ヒノキ「ルールで再現しようと思えば、魔動機術5レベルの【グレネード】を習得するのが早道じゃろう。実は真語魔法6レベルの【ファイヤーボール】よりも早く、しかも威力が高いという。魔動機術は低レベルだと地味じゃが、中レベルぐらいになると高火力の戦力として大いに期待できるのじゃ」

仮面「しかし、今はまだマギテック技能が2レベルしかないので、高火力範囲魔法を撃って建物を崩す作戦は不可能でござる。仕方なく、建物に入るとするか」

ヒノキ「2階へ通じる階段と、地下へ通じる階段があるのう」

仮面「迷わず地下へ。太陽に弱い敵は当然、地下に寝ぐらを持っている故に。こっそり、そっと侵入するでござるよ。できれば、暗殺者らしく奇襲攻撃を仕掛けたい。気分は必殺仕事人でござる」

ヒノキ「塾講師が思いの外に小者で、期待していた新兄さんががっかりしていたようじゃの」

仮面「同じ太郎としても、がっかりでござる。とにかく、隠密判定をしたいでござるが、目標値はいかほどでござろうか?」

ヒノキ「では16以上で、奇襲させてやろう。朝のこの時間は寝床でグーグーグーという設定じゃからな」

仮面「仕事人なら夜が定番でござるが、合点承知の必殺供養がキーワードのうらごろしでは太陽の加護ある朝が定番でござるよ。隠密の基準値は10なので、まず成功……はしなかった。ダイス目4だと?」

 

ゾンネンフェレス『貴様、何者だ?』

仮面「フッ、バレたなら仕方ない。我が名は人呼んで仮面レンジャー・ウィザード。骨しゃぶりゾンネンフェレス、お前には個人的に何の恨みもないが、これも仕事なのでな。おとなしく始末されるといい」

ゾンネンフェレス『面白い。しょせんは人族、我が神ブラザバスが寄越した餌ということだな。
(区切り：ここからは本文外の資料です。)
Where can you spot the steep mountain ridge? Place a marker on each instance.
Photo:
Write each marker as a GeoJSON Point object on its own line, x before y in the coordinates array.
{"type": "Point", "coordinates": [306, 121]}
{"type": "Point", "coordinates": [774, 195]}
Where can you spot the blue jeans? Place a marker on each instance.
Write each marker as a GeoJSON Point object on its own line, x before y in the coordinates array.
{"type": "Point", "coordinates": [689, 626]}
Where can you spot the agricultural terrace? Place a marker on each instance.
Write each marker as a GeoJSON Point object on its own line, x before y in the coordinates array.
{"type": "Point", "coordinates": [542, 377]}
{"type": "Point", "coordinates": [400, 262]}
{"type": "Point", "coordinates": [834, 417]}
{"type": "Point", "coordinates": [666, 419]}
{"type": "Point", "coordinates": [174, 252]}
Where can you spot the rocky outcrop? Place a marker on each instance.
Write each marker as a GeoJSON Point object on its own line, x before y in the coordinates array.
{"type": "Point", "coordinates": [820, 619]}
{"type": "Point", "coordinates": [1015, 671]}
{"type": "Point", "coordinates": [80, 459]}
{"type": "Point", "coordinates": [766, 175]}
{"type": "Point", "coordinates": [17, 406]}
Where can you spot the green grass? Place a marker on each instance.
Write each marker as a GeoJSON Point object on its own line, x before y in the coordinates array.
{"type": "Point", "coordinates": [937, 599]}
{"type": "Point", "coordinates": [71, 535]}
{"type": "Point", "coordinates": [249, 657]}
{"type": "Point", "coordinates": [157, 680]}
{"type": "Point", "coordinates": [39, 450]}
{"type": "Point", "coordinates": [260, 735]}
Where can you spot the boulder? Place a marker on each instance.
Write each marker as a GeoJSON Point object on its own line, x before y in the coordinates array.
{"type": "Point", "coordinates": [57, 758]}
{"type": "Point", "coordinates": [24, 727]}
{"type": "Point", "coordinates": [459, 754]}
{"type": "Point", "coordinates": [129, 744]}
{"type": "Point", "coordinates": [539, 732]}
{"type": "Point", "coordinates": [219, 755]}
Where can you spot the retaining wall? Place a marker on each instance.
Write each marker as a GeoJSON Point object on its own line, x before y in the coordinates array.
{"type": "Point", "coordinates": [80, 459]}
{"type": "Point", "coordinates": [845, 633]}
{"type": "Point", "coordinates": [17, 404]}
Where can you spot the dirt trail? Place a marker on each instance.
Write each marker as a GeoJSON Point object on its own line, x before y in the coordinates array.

その肉は美味しくいただき、その骨はしゃぶるだけしゃぶって、その髑髏は神へと捧げてくれるわ』

仮面「聞くからに、野蛮なセリフでござるな。では先制判定13」

ヒノキ「こっちが先攻じゃ。ならば、まずは呪文で攻撃してやるとするか。最も嫌らしいものは……おお、これがいいのう。腐敗の女神ブラザバスが与えてくれる特殊神聖魔法【ロッツ】。相手に6点のダメージを与え、しかも持っているポーションや薬草を腐らせて、使えないようにする。ヒヒヒ、魔力14に対して抵抗するといい。失敗すれば、太郎の持つ回復アイテムは全てゴミと化すのじゃ」

仮面「何だと? それは勘弁願いたいでござる。精神抵抗は8。何とか、6以上を出さねば。(コロコロ)ホッ、9が出て成功でござるよ。ええい、恐ろしい腐敗神の使徒め。仕留めてやるでござる。これは、『使徒め』と『仕留め』を掛けたマッスルギャグで、或人でナイトでござった。補助動作で、マッスルベアーとガゼルフットと、ついでにビートルスキンと、それから神聖魔法が怖いのでカウンター・マジックと、ターゲットサイトを使ってMP12点使用。それからマッスルキックの2連発。16と19」

ヒノキ「どちらも命中じゃ」

仮面「ダメージは22点と、もう1発は……ピンゾロかよ」

ヒノキ「ならば17点だけくらって、残りHPは53点。2ラウンド目は、こちらも殴っておくか。名ありの敵じゃから、わらわがダイスを振ってもいいじゃろう。全力攻撃を宣言して、打撃点+4にしておいて、命中は(コロコロ)8が出たので17じゃ」

仮面「回避の基準値は12。ピッタリ5で避けた。ええい、反撃でござる」

ヒノキ「こちらは全力攻撃なので、回避が2点下がっておるのじゃ」

仮面「するとターゲットサイトは必要ないでござるな。命中は17と16」

ヒノキ「回避は5基準だから、出目3と7じゃどうしようもないのう。ダメージをおくれ」

仮面「19点と20点。そう言えば、エンチャントウエポンの宣言を忘れていたでござる」

ヒノキ「受けたダメージは14点と15点の合計29点。残りHPは24点か。次で終わりそうな計算じゃな。では、もう一度全力攻撃で命中は16」

仮面「22と言って、ヒラリと避ける。では、念のためにエンチャントウエポンも入れて、命中はやはり17と16」

ヒノキ「避けられんよ。とどめを刺していいぞ」

仮面「16点と18点」

ヒノキ「それはエンチャントした割に、低すぎないか?」

仮面「出目が3と4だからでござるよ」

ヒノキ「受けたダメージは、11と13だから、おお、ピッタリ24じゃ。何とか撃退に成功したようじゃの」

 

 こうして、仮面レンジャーは無事に「骨しゃぶりゾンネンフェレス」を撃退することができた。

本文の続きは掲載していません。